Competência de área 3 – Compreender e usar a linguagem corporal como relevante para a integração social, a formação da identidade e a própria vida. Esse processo de compreender e usar a linguagem corporal só será desenvolvida por meio dos estímulos ao sentido do movimento durante a infância. Só assim será possível usar a linguagem corporal para a integração social, a formação da identidade e a própria vida.

Na segunda questão, em que o sentido estimulado é voltado à natureza circundante (cheiros, cores e formas) encontramos um diálogo com competência das ciências da natureza:

Competência de área 3 – Associar intervenções que resultam em degradação ou conservação ambiental a processos produtivos e sociais e a instrumentos ou ações científico-tecnológicos. Sem a vivência da observação da natureza (com estímulos de cores, cheiros, etc.), dificilmente o adolescente criará um vínculo com a natureza que o circunda. Pode até ocorrer de se ligar intelectualmente ao assunto, mas, com certeza, uma vivência na infância o fará ser mais participativo na conservação do meio ambiente.

A última questão em que o sentido estimulado é voltado para outro ser humano faz uma ponte com a competência da área de códigos e linguagem:

Competência de área 4 – Compreender a arte como saber cultural e estético gerador de significação e integrador da organização do mundo e da própria identidade. O estímulo da escuta da música ao vivo faz com que o aluno se sensibilize e, mais tarde, essa sensibilização será a mola propulsora para a compreensão da arte como saber cultural e estético, com a função de integrar a organização do mundo.

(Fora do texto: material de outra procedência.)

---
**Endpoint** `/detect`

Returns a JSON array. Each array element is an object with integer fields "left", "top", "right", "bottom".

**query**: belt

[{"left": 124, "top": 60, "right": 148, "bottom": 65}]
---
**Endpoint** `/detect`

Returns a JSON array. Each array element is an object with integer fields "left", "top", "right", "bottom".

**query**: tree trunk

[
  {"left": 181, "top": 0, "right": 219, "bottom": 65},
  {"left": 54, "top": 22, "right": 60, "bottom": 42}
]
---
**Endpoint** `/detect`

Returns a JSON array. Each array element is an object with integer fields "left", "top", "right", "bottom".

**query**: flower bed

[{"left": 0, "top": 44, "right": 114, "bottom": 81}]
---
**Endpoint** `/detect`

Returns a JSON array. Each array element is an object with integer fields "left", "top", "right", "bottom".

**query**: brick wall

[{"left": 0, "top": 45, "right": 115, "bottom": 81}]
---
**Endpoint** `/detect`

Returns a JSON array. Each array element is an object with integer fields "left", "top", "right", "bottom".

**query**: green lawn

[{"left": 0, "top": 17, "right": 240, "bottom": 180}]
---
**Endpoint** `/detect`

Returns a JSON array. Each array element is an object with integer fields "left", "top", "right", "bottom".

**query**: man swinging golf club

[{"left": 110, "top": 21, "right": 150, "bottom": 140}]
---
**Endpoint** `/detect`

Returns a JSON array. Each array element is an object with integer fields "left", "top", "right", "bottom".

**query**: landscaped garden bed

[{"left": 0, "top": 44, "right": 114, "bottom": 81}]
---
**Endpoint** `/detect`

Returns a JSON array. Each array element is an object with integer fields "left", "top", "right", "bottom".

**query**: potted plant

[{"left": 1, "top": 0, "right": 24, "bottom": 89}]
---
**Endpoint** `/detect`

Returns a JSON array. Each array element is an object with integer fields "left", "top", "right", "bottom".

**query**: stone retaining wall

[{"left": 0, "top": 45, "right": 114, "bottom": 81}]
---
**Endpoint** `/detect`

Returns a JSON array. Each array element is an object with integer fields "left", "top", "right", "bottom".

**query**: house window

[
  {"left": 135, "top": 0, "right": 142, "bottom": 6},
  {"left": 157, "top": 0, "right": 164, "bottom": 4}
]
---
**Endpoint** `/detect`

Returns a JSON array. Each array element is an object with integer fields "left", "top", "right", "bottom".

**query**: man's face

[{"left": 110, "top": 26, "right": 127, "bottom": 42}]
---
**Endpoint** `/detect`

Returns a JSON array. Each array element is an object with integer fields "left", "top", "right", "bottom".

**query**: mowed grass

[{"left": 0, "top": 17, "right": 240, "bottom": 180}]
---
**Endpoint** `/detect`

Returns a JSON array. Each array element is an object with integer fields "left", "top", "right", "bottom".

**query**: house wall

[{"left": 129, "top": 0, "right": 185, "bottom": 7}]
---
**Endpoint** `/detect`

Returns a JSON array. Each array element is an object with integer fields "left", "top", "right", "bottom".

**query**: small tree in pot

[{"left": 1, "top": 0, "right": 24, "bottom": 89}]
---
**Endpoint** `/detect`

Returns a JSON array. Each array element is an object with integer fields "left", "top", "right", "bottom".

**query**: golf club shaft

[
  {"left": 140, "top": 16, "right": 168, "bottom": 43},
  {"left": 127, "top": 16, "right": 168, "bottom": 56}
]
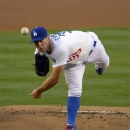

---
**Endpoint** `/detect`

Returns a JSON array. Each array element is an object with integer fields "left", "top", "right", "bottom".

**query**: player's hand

[{"left": 29, "top": 89, "right": 41, "bottom": 99}]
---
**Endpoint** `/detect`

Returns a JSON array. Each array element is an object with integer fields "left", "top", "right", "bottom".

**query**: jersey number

[{"left": 68, "top": 48, "right": 82, "bottom": 61}]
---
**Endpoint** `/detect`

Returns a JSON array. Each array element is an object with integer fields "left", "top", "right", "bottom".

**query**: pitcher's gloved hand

[{"left": 33, "top": 54, "right": 50, "bottom": 76}]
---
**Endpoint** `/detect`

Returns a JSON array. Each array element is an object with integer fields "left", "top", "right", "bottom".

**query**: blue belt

[{"left": 89, "top": 41, "right": 97, "bottom": 55}]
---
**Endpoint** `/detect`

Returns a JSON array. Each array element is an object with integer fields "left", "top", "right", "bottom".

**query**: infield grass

[{"left": 0, "top": 28, "right": 130, "bottom": 107}]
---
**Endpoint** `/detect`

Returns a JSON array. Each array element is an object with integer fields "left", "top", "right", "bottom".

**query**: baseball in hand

[{"left": 21, "top": 27, "right": 29, "bottom": 35}]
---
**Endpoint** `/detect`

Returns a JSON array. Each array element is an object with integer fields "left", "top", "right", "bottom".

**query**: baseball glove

[{"left": 33, "top": 54, "right": 50, "bottom": 76}]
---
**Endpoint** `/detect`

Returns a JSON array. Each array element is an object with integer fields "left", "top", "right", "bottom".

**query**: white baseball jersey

[{"left": 50, "top": 31, "right": 94, "bottom": 67}]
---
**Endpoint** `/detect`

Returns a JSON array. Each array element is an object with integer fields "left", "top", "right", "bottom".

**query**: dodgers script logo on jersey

[{"left": 67, "top": 48, "right": 82, "bottom": 61}]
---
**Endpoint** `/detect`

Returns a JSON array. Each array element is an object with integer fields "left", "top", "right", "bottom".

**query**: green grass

[{"left": 0, "top": 28, "right": 130, "bottom": 107}]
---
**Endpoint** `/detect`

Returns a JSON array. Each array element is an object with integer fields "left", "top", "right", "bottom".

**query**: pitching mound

[{"left": 0, "top": 106, "right": 130, "bottom": 130}]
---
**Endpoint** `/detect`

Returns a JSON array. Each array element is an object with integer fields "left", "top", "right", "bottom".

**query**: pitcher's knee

[{"left": 68, "top": 90, "right": 82, "bottom": 97}]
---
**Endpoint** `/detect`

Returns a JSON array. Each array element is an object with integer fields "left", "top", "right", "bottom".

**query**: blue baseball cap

[{"left": 31, "top": 26, "right": 48, "bottom": 43}]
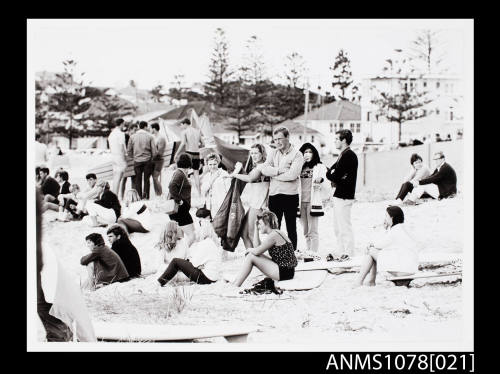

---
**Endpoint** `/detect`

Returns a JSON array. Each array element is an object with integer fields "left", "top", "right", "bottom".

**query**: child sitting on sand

[
  {"left": 80, "top": 233, "right": 129, "bottom": 290},
  {"left": 155, "top": 221, "right": 188, "bottom": 276},
  {"left": 154, "top": 219, "right": 222, "bottom": 286},
  {"left": 355, "top": 206, "right": 418, "bottom": 286}
]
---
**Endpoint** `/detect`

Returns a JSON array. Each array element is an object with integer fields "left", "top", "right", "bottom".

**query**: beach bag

[{"left": 165, "top": 175, "right": 184, "bottom": 215}]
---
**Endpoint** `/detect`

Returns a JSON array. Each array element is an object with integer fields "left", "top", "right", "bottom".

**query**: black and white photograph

[{"left": 26, "top": 18, "right": 474, "bottom": 354}]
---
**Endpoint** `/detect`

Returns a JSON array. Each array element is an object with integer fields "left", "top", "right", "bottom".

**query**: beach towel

[
  {"left": 212, "top": 178, "right": 245, "bottom": 252},
  {"left": 41, "top": 247, "right": 96, "bottom": 342}
]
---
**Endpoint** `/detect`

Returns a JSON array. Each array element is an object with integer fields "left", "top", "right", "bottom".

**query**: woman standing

[
  {"left": 227, "top": 144, "right": 270, "bottom": 248},
  {"left": 168, "top": 153, "right": 195, "bottom": 246},
  {"left": 117, "top": 190, "right": 151, "bottom": 234},
  {"left": 299, "top": 143, "right": 328, "bottom": 252},
  {"left": 233, "top": 210, "right": 297, "bottom": 287},
  {"left": 201, "top": 153, "right": 231, "bottom": 218},
  {"left": 355, "top": 206, "right": 418, "bottom": 286}
]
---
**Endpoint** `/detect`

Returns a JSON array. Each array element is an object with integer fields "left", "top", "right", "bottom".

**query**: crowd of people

[{"left": 36, "top": 119, "right": 457, "bottom": 340}]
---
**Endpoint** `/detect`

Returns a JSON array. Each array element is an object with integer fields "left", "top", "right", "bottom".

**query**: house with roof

[{"left": 293, "top": 100, "right": 365, "bottom": 152}]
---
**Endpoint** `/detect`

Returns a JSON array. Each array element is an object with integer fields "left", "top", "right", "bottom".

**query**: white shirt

[
  {"left": 108, "top": 127, "right": 127, "bottom": 158},
  {"left": 35, "top": 141, "right": 48, "bottom": 165}
]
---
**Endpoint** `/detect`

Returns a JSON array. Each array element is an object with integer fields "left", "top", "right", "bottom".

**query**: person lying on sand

[
  {"left": 80, "top": 233, "right": 129, "bottom": 290},
  {"left": 233, "top": 209, "right": 297, "bottom": 287},
  {"left": 154, "top": 223, "right": 222, "bottom": 287},
  {"left": 355, "top": 206, "right": 418, "bottom": 287}
]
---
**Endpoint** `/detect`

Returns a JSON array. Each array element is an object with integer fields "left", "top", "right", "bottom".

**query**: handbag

[{"left": 165, "top": 174, "right": 184, "bottom": 214}]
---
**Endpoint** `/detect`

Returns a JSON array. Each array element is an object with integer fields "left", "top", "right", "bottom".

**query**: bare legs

[
  {"left": 355, "top": 248, "right": 378, "bottom": 286},
  {"left": 233, "top": 253, "right": 280, "bottom": 287}
]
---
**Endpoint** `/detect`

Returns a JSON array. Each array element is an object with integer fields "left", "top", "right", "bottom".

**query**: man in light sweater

[
  {"left": 127, "top": 121, "right": 156, "bottom": 199},
  {"left": 262, "top": 126, "right": 304, "bottom": 249}
]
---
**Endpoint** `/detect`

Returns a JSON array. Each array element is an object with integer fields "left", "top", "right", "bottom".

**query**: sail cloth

[{"left": 212, "top": 178, "right": 245, "bottom": 252}]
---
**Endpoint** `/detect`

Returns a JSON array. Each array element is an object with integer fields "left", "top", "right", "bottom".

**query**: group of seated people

[{"left": 45, "top": 152, "right": 456, "bottom": 288}]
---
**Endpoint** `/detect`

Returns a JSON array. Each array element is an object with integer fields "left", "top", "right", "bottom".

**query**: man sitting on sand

[
  {"left": 355, "top": 206, "right": 418, "bottom": 287},
  {"left": 80, "top": 233, "right": 129, "bottom": 290},
  {"left": 106, "top": 224, "right": 141, "bottom": 278},
  {"left": 39, "top": 167, "right": 61, "bottom": 202},
  {"left": 405, "top": 152, "right": 457, "bottom": 205}
]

É claro que há várias outras questões a serem levantadas, mas esses exemplos já trazem à tona o quão relevante é estimular a criança a um desenvolvimento saudável dos sentidos e como isso a tornará mais apta na adolescência­­­­ a responder, sem dificuldade e sofrimento, não somente às questões trazidas pelo ENEM no âmbito escolar, mas também a questões da vida social, afetiva, política, ambiental que a circundam. Estas, sim, muito mais importantes de serem desenvolvidas na criança.

*As questões sobre os sentidos foram retiradas de um colóquio com o professor Marcelo Petaglia. Fica o meu agradecimento pela fonte de inspiração pedagógica.